# Looking For Gas Money



## multi species angler (Feb 20, 2006)

I'm looking for 1 to 2 guys to put up the gas money for the cost of the fishing trip to Willow Island or Bellville locks and dam. These will be fishing trips from a boat and will be targeting Sauger and the occasional Walleye and Saugeye. This is not a charter, you will be bringing your own tackle and gear. If you're interested PM me and we can work out the details.


----------



## crappiedude (Mar 12, 2006)

where you leaving from?


----------



## boonecreek (Dec 28, 2006)

wish somebody do that around east cinn.!


----------



## crappiedude (Mar 12, 2006)

I just may do that and I'm from Cincy.


----------



## multi species angler (Feb 20, 2006)

WE would put in at Williamstown WV public ramp when going to Willow Island. It is directly across the river from Marietta Ohio. We would put in at the Forked Run Ohio River Access ramp below Forked Run State Park when going to Bellville.


----------



## flattiesinohio (Sep 30, 2007)

boonecreek said:


> wish somebody do that around east cinn.!

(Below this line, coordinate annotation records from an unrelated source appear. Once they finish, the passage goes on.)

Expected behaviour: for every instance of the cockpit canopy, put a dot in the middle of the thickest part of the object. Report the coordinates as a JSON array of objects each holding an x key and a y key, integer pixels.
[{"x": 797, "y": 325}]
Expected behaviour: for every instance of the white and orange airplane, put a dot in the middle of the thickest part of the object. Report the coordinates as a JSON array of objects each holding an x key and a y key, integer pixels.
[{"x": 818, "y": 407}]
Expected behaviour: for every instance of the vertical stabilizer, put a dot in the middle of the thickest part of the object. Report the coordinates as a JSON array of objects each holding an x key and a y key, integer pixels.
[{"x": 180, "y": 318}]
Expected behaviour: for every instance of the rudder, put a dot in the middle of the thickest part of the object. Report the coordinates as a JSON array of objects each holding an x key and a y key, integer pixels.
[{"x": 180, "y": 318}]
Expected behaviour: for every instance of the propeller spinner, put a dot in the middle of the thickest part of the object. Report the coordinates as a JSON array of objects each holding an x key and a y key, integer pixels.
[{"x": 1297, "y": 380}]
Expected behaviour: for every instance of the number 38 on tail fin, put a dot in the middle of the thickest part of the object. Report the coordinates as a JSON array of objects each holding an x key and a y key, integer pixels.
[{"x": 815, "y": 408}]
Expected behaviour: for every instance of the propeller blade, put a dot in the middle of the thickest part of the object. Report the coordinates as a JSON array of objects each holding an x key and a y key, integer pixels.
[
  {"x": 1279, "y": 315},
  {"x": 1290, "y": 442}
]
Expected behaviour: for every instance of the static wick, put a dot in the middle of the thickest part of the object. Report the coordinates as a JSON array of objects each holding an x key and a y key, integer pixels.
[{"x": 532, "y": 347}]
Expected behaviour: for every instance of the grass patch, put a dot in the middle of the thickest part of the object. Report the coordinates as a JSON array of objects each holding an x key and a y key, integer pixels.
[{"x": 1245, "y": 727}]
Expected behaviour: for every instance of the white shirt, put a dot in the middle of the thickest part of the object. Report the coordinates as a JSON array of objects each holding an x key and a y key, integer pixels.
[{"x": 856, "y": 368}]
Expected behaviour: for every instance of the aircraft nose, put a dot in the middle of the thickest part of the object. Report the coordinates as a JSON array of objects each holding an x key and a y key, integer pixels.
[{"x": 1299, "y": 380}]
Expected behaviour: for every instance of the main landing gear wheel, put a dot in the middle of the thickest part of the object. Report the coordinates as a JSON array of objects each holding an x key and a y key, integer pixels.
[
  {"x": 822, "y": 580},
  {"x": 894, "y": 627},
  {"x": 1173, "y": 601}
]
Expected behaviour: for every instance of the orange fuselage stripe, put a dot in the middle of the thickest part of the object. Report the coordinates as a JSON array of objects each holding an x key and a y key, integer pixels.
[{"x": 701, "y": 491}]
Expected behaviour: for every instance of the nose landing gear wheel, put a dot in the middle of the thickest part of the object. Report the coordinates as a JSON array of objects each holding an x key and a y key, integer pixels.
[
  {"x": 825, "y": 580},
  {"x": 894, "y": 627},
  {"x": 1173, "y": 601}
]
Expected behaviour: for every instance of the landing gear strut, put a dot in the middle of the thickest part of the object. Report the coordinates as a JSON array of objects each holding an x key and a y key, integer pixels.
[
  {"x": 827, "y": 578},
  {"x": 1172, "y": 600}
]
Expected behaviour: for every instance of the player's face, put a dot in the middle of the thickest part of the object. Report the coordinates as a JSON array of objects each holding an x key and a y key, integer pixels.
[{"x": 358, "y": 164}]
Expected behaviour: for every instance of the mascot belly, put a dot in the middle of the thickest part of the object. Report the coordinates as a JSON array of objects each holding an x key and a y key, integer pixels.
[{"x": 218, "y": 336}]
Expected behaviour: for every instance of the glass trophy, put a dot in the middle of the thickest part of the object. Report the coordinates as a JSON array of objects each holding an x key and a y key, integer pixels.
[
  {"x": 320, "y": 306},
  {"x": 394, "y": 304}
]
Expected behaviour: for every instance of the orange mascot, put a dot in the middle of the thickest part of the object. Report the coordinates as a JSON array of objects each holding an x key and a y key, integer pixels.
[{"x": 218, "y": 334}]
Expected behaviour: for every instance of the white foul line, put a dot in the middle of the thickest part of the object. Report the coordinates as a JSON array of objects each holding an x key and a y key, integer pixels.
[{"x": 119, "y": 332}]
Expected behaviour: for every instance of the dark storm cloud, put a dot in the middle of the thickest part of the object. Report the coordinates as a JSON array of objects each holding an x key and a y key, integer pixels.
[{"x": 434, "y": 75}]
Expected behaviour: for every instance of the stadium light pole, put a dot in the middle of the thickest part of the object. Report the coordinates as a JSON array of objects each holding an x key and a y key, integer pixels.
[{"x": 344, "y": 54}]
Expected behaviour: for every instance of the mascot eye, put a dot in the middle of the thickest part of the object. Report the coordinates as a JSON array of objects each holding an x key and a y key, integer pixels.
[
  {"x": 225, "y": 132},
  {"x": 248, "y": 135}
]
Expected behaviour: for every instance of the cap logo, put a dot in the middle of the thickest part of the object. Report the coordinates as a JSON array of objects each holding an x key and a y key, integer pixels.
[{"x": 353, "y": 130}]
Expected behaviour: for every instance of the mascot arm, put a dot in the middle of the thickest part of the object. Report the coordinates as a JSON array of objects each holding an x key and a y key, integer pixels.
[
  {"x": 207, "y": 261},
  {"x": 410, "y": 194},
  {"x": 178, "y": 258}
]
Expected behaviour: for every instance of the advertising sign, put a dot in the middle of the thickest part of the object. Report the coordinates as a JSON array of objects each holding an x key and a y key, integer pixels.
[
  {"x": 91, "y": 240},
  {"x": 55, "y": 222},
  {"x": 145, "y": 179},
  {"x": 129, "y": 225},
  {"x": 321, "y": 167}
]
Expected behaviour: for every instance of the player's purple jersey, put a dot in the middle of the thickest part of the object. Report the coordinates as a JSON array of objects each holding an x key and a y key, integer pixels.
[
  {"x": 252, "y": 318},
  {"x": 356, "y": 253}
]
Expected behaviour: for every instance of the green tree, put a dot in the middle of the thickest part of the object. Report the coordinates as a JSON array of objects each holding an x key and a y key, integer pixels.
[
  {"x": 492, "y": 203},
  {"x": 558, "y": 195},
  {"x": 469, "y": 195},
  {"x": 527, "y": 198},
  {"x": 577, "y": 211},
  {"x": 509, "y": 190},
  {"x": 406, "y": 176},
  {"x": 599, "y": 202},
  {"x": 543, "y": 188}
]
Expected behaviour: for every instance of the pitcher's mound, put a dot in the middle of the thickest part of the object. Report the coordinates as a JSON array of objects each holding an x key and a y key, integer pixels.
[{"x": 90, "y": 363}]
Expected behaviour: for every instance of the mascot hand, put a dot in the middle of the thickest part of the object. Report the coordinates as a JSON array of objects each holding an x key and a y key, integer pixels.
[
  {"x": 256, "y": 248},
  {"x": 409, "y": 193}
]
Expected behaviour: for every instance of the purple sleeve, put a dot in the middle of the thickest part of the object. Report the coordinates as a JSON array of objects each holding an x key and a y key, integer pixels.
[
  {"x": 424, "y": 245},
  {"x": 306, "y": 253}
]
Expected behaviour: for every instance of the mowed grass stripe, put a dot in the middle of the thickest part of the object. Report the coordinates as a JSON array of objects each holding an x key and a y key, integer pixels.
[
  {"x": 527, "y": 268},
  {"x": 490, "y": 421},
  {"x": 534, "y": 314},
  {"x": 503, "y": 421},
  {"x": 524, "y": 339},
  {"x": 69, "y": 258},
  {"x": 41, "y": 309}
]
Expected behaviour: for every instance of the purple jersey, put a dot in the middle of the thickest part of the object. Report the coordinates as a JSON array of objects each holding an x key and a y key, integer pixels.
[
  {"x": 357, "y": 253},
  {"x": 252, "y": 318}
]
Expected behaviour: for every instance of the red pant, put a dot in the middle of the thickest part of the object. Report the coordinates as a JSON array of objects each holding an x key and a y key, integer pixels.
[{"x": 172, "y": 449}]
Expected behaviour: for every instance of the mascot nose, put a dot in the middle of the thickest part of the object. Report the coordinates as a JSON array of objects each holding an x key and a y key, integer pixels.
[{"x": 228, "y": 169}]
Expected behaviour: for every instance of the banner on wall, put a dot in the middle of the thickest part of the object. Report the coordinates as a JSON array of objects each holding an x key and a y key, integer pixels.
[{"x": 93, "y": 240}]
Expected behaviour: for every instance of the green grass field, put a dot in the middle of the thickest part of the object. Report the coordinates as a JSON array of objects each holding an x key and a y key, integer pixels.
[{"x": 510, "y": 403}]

yea i wish someone could do that here near zanesville on the muskingum


----------



## Lewzer (Apr 5, 2004)

I would be very interested in going with you. I always wanted to hit that pool, Willow Island and the confluence of the Muskingum and Ohio Rivers.


----------



## boonecreek (Dec 28, 2006)

i,m game. p.m. me and well do it some day ( crappiedude )


----------